Nous nous arrêtions au sanctuaire d'Apollon où une chapelle orthodoxe a remplacé le temple à lui dédié, entourée d'oliviers et dans laquelle nous laissions brûler un cierge, en mémoire de Cécile et pour Jill, d'un commun accord avec mon 'cousin'. Le soleil déclinait, c'était le jour de notre départ, le ferry que nous devions prendre pour le Pirée partait à 22 heures. Il nous fallait être au port une heure avant. Ce que nous fîmes tranquillement, en passant dire "au revoir" à ceux qui nous avaient accueillis avec beaucoup de chaleur.


Le Land Rover était rangé avec les autres véhicules le long du quai. Et nous dedans attendant que l'on nous fasse entrer. Un grand désordre présidait à cet embarquement. Il y avait de tout un peu partout, des voitures, des camions, des femmes, des hommes, des sacs jetés à terre...Nous échangions de temps en temps des mots et nous restions silencieux aussi, perdus dans des images, des textes, des rencontres. Brusquement un coup était frappé à la glace avant. Un homme voulant avoir l'air très méchant et sérieux brandissait une carte. La vitre ouverte il prononça d'un ton menaçant "Police!", par gestes demanda que l'on ouvrit la porte arrière, monta et nous enjoignit dans un langage mi-grec, mi-anglais d'aller au poste de police.

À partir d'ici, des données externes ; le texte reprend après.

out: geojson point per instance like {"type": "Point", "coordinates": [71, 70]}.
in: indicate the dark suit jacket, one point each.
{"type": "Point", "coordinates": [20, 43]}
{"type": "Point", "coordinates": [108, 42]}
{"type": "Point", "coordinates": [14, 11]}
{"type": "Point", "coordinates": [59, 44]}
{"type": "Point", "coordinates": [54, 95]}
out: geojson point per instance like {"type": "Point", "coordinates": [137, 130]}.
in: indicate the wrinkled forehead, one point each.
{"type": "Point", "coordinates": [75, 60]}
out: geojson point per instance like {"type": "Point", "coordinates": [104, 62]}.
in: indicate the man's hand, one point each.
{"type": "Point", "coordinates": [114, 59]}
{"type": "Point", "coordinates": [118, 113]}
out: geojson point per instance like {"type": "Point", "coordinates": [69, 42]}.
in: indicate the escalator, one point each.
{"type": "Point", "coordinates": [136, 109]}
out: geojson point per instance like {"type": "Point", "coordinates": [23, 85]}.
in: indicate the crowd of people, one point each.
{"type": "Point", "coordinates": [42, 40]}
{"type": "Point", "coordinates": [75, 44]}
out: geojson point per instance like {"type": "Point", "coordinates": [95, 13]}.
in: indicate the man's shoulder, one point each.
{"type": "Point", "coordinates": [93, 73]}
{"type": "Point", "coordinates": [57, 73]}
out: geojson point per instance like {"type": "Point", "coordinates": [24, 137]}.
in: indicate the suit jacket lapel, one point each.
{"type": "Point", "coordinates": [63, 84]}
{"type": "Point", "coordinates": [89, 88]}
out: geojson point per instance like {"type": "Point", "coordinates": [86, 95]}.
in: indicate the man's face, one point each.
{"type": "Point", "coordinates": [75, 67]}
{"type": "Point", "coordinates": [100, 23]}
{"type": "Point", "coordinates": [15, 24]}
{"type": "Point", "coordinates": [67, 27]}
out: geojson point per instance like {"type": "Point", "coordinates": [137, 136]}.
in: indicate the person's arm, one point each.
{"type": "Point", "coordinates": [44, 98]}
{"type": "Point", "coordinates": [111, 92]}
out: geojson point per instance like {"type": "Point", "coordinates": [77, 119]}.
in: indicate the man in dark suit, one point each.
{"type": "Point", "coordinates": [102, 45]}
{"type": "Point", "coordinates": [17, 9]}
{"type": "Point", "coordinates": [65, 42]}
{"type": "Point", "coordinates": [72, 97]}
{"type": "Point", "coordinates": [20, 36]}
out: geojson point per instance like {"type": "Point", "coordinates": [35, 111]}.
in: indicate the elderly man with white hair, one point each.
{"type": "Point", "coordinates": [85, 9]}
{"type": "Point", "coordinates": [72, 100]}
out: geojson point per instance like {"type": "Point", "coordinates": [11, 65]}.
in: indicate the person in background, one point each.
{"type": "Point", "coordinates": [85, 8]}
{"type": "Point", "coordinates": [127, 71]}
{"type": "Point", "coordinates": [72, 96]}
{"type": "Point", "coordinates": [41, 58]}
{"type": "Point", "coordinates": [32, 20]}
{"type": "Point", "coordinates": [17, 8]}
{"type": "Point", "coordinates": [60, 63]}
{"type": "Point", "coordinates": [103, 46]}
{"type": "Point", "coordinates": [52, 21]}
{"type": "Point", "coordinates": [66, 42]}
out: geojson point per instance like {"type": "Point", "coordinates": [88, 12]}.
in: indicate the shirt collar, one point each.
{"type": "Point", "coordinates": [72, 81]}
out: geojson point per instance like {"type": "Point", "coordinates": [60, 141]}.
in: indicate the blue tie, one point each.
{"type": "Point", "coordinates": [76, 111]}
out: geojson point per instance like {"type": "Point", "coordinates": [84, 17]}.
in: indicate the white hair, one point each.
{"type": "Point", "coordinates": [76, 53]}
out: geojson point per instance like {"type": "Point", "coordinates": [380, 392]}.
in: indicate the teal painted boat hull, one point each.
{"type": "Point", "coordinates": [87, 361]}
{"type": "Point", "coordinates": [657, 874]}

Qu'avions-nous fait ? Sur son injonction le Land Rover écrasa quelques sacs fit une centaine de mètres et se rangea devant le poste de police en bout du quai. Nous nous regardions sans mot dire. On nous fit descendre et aussitôt arriva une nuée de policiers en uniforme ou en civil. Ils commençèrent à nous poser des questions, toujours dans le même langage imagé. Passeports, filiation, que faisions-nous, depuis combien de temps étions-nous là. Pendant ce temps les sacs et bagages étaient sortis, vidés, inventoriés, le capot ouvert, les tubes dentifrice aussi... Nous ne savions toujours pas pourquoi ?

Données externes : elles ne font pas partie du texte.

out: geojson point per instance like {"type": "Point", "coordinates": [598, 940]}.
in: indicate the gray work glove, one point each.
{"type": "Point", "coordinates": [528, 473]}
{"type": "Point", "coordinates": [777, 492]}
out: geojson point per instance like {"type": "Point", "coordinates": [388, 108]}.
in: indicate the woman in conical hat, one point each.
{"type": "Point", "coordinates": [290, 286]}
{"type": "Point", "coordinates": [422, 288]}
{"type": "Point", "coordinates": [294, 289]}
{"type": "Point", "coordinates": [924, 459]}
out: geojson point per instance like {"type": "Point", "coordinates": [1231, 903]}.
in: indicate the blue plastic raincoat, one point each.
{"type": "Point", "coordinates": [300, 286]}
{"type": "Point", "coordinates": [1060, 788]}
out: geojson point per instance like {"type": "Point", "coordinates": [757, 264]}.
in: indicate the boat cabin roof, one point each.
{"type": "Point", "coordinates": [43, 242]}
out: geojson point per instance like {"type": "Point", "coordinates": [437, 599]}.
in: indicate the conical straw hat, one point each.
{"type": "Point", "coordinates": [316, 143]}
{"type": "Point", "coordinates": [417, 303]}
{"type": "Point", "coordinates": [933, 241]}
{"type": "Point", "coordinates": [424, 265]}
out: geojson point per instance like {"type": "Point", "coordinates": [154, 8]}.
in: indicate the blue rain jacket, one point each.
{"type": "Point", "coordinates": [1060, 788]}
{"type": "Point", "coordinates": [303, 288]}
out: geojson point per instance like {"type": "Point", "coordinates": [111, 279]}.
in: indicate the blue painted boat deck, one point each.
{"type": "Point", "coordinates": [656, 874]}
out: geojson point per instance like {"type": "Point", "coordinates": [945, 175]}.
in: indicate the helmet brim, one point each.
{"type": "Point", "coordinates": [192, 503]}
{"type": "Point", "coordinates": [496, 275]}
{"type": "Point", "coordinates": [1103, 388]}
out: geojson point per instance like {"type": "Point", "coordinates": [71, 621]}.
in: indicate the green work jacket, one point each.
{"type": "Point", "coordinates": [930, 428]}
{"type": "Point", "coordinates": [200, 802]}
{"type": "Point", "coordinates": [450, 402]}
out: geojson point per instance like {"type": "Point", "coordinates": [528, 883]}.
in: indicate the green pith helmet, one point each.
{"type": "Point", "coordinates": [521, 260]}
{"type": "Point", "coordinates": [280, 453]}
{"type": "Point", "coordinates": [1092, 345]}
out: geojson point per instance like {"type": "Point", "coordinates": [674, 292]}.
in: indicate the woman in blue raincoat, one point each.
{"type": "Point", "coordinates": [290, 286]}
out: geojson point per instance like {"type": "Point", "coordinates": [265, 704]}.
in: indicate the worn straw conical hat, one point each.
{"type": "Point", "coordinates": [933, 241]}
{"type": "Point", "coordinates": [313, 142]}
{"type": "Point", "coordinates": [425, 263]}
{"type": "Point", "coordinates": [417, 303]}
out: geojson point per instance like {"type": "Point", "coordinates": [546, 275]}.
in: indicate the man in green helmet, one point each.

J'appelais de mon mobile, cachée de la troupe, un ami, 'cousin' lui aussi, grec, habitant Chios et personalité connue. Arrivé en toute hâte il tenta avec son épouse et sa fille d'avoir quelque explication, sans grand succès. Mais les policiers devant lui, commencèrent à ralentir leurs investigations. On voulut nous faire signer un document, en grec, que nous n'étions pas en mesure de comprendre du tout, ce à quoi mon "cousin" se refusa tout net.(Lire son intéressante page sur "Les voleurs d'icônes")

Iannis, notre ami, nous fit signe de monter et de démarrer : il était temps, le ferry allait partir. Nous nous demandions s'il n'allait pas avoir d'ennuis lorsqu'au moment de monter à bord il nous rattrapa et nous expliqua qu'il avait été signalé à la police que l'on nous avait entendu parler d'icônes anciennes, le jour même dans un restaurant, et que c'était-là la raison de notre interpellation : nous étions considérés comme "Voleurs d'icônes".

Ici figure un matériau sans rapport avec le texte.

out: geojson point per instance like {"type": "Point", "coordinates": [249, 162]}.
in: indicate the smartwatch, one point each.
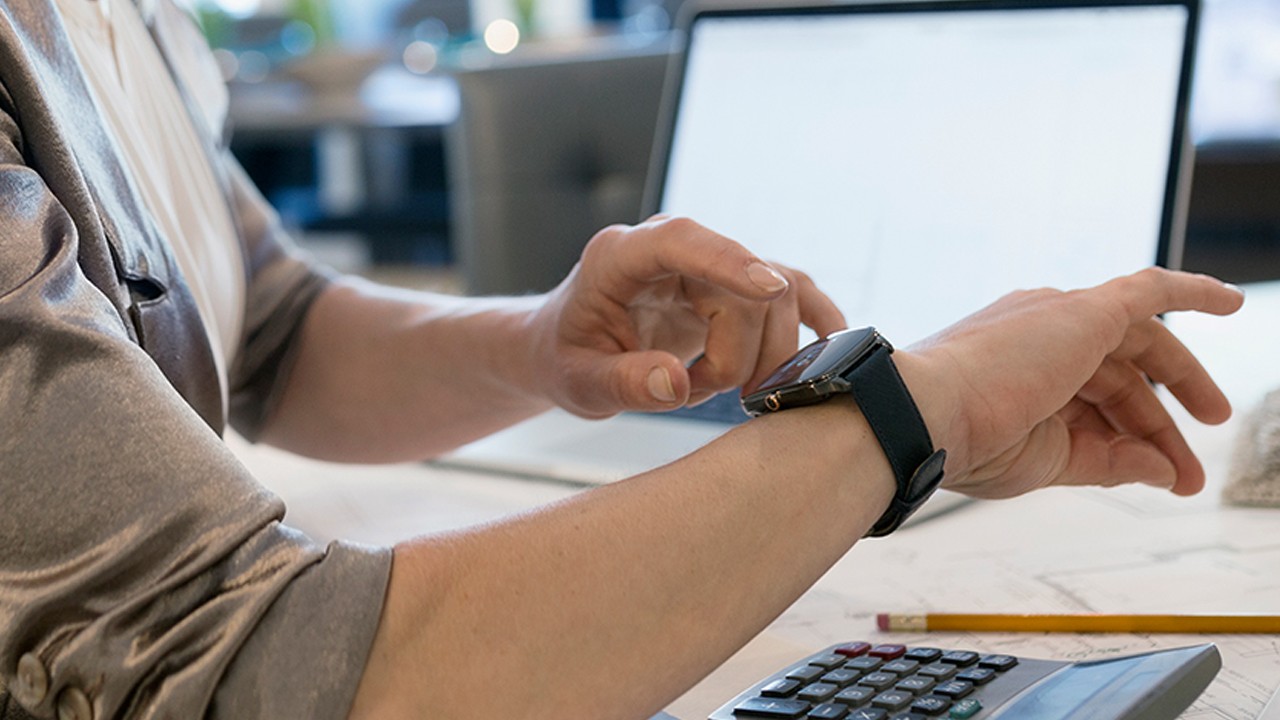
{"type": "Point", "coordinates": [858, 363]}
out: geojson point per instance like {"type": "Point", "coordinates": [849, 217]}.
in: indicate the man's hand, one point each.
{"type": "Point", "coordinates": [668, 313]}
{"type": "Point", "coordinates": [1048, 387]}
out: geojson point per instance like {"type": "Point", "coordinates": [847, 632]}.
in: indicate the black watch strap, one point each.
{"type": "Point", "coordinates": [892, 415]}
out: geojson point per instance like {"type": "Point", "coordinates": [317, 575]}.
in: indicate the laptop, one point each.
{"type": "Point", "coordinates": [918, 159]}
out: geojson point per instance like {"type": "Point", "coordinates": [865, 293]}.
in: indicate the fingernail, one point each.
{"type": "Point", "coordinates": [659, 386]}
{"type": "Point", "coordinates": [766, 277]}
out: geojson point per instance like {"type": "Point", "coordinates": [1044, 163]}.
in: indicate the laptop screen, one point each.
{"type": "Point", "coordinates": [919, 160]}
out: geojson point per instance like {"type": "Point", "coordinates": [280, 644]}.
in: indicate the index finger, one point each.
{"type": "Point", "coordinates": [1155, 291]}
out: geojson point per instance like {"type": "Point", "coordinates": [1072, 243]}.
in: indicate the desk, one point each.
{"type": "Point", "coordinates": [1128, 550]}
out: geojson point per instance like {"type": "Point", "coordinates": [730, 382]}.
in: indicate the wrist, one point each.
{"type": "Point", "coordinates": [937, 402]}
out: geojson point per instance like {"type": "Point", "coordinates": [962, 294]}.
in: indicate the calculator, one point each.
{"type": "Point", "coordinates": [859, 680]}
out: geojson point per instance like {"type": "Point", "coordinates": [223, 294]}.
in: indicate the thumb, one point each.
{"type": "Point", "coordinates": [603, 384]}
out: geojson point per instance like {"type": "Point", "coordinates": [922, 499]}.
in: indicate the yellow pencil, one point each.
{"type": "Point", "coordinates": [991, 623]}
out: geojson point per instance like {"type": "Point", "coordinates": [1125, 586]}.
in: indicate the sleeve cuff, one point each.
{"type": "Point", "coordinates": [307, 654]}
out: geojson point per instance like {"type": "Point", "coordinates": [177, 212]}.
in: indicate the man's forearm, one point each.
{"type": "Point", "coordinates": [621, 598]}
{"type": "Point", "coordinates": [388, 376]}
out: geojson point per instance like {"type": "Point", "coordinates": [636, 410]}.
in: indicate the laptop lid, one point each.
{"type": "Point", "coordinates": [922, 159]}
{"type": "Point", "coordinates": [917, 159]}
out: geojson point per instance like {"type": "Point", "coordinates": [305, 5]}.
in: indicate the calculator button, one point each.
{"type": "Point", "coordinates": [931, 706]}
{"type": "Point", "coordinates": [771, 707]}
{"type": "Point", "coordinates": [938, 670]}
{"type": "Point", "coordinates": [915, 684]}
{"type": "Point", "coordinates": [828, 711]}
{"type": "Point", "coordinates": [999, 662]}
{"type": "Point", "coordinates": [864, 664]}
{"type": "Point", "coordinates": [900, 666]}
{"type": "Point", "coordinates": [842, 677]}
{"type": "Point", "coordinates": [853, 650]}
{"type": "Point", "coordinates": [878, 680]}
{"type": "Point", "coordinates": [854, 696]}
{"type": "Point", "coordinates": [818, 692]}
{"type": "Point", "coordinates": [780, 688]}
{"type": "Point", "coordinates": [960, 657]}
{"type": "Point", "coordinates": [977, 675]}
{"type": "Point", "coordinates": [828, 661]}
{"type": "Point", "coordinates": [892, 700]}
{"type": "Point", "coordinates": [805, 674]}
{"type": "Point", "coordinates": [965, 709]}
{"type": "Point", "coordinates": [923, 654]}
{"type": "Point", "coordinates": [955, 689]}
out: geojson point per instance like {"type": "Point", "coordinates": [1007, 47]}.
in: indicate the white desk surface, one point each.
{"type": "Point", "coordinates": [1127, 550]}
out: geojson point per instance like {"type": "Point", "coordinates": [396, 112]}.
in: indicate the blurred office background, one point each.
{"type": "Point", "coordinates": [479, 142]}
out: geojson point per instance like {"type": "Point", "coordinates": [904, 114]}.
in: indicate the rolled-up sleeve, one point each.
{"type": "Point", "coordinates": [144, 572]}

Nous n'en avons pas cru un seul mot!!!, pensant que ces policiers là ne cherchaient qu'à nous ennuyer, tout simplement. Une fois à bord, détendus, nous avons réalisé tranquillement que deux étrangers venant ici à des fins de recherches familiales, dans un but historique - Christopher ayant même l'intention de faire don au Musée de plusieurs objets venant de ses ancêtres - étaient par là-même suspects, mais que le zèle arbitraire de la police n'avait finalement abouti à rien. L'incident doit faire l'objet d'articles dans les journaux locaux et même nationaux. On n'arrête pas impunément un journaliste, britannique de surcroît, et son acolyte, sans raisons valables!!!!

Il faisait nuit noire lorsque le ferry sortit du port de Chios pour le Pirée.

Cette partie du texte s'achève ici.